Un homme de plus de 70 ans a vécu plusieurs années dans sa voiture devant sa ferme, l’état d’écroulement partiel la rendant trop dangereuse. La voiture-maison servait également à faire les courses et aller chez un ami. Une coxarthrose bilatérale évoluée n’avait fait l’objet d’aucune demande de soins jusqu’à ce qu’une chute avec fracture de jambe entraîne l’hospitalisation.

L’absence de démarche de demande de retraite est également constante, évitement de formalités ressenties comme complexes ? Passivité extrême ? Refus d’avoir à vendre son patrimoine ?

Des exceptions 

Une femme seule, retraitée non agricole vivant dans une ruine, avec des comportements d’accumulation d’ordures, relevait probablement de troubles psychologiques plus lourds.

Un homme marié, d’un niveau d’éducation supérieure, semble vivre dans un isolement et un dénuement choisis, son entourage familial le ravitaillant à la suite de problèmes de santé qui réduisent sa capacité de déplacement.

Un couple, les corps usés par une vie de travail physique inefficace, sans capacité de gestion, mais avec une réussite sociale chez deux enfants sur trois, et une acceptation de se soigner, aboutissant à la mise en place récente d’une douche à l’initiative des soignants et de l’entourage.

Dans tous les cas, on observe l’existence d’un entourage, famille ou voisin, qui « veille au grain », alerte au besoin, rend des services. On peut se demander si cette solidarité, ce lien maintenu ne contribuent pas à pérenniser ces comportements passifs et n’évitent pas aux intéressés d’avoir à se projeter dans l’avenir, esquivant ainsi des choix douloureux toujours reportés ?

L’évolution actuelle de la profession et du milieu agricoles voit la disparition progressive de ces transmissions familiales quasi obligatoires. On observe que le repreneur désigné n’était pas toujours le plus apte ou le plus motivé. Il s’agissait souvent d’un choix de la famille par défaut, en l’absence d’alternative, ou devant le refus du reste de la fratrie. Il y avait alors  acceptation passive, déjà, faute d’avoir un projet de vie personnel, ou sous contrainte morale par fidélité à la tradition familiale. Ou tout simplement il fallait assurer par sa présence les vieux jours de ses parents, le plus souvent la mère. Célibat, cohabitation avec la mère, et le scénario est en place. La disparition de cette dernière permet sa mise en œuvre.
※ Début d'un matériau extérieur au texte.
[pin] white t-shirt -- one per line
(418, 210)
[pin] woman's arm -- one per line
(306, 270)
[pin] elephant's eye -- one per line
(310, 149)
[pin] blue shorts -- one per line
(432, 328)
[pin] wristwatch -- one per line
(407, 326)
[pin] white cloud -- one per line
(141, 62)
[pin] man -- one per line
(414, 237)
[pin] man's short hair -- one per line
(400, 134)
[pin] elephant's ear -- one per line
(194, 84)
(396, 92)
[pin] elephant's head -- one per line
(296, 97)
Les conditions actuelles d’installation mettent en jeu des financements qui imposent d’apporter des garanties aux organismes prêteurs. Cette évolution laisse à penser que ce type de précarité devrait tendre à disparaître au profit d’autres difficultés. Les ruines d’un monde paysan devenu anachronique accueillent d’ores et déjà les nouveaux ruraux et leur lot de laissés pour compte et de candidats à la précarité.